Sunday, November 28, 2010

Still the Best Congress Money Can Buy

By FRANK RICH
NYT

SO America’s latest crisis — until it wasn’t — was airport screeners touching our junk. As this long year lurches toward its end, we all agree that something has gone wrong in America, and we’re desperately casting about for a coherent explanation for our discontent, if not a scapegoat. Alas, the national consensus that the T.S.A. and full-body scans might be the source of all evil fizzled in less than a week. Most everyone got to Grandma’s house for Thanksgiving without genital distress.

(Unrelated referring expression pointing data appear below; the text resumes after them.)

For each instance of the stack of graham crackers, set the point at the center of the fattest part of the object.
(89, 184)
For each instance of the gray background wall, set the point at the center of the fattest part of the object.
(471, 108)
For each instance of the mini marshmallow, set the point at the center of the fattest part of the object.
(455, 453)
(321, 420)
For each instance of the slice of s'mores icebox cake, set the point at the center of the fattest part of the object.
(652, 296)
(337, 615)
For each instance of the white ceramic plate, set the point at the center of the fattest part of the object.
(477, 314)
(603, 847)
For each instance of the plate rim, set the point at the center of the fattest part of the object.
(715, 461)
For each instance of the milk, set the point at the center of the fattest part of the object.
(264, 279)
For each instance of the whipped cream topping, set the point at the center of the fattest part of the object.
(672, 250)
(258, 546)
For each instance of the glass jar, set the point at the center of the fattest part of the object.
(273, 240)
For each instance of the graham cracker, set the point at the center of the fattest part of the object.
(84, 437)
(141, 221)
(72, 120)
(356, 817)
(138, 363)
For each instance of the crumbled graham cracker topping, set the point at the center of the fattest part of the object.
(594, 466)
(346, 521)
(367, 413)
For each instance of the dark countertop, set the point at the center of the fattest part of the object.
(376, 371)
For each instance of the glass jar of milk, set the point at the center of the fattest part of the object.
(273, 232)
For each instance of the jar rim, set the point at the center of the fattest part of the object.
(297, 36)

The previous transient scapegoat was the Democrats. They were punished in yet another “wave” election — our third in a row — where voters threw Washington’s bums out. But most of the public remains bummed out nonetheless. In late October, the NBC News-Wall Street Journal poll found that only 31 percent of respondents believed that America was on the right track. When the survey asked the same question after the shellacking, the percent of optimists jumped to ... 32. Regardless of party or politics, there’s a sense a broken country can’t be fixed. Few have faith that even “wave” elections are game-changers anymore.

The larger explanations for this dysfunction are well-worn by now, from the impotence of the filibuster-bound United States Senate to the intractable polarization of an electorate divided more or less 50-50 since Bush v. Gore. Such is the bipartisanship of the funk that Jon Stewart and Glenn Beck each succeeded in bringing off well attended rallies in Washington to commiserate over the country’s political and governmental stagnation — with each rally offering its competing diagnosis.

For Stewart, the hyperpartisanship of the modern news media remains the nation’s curse. “The country’s 24-hour politico pundit panic conflict-onator did not cause our problems,” he told the throngs at his rally to “restore sanity,” but it “makes solving them that much harder.” At Beck’s rally to “restore honor,” the message seemed to be that America’s principal failing is a refusal to recognize that God “is our king.” If Stewart’s antidote was more civility, Beck’s was more prayer.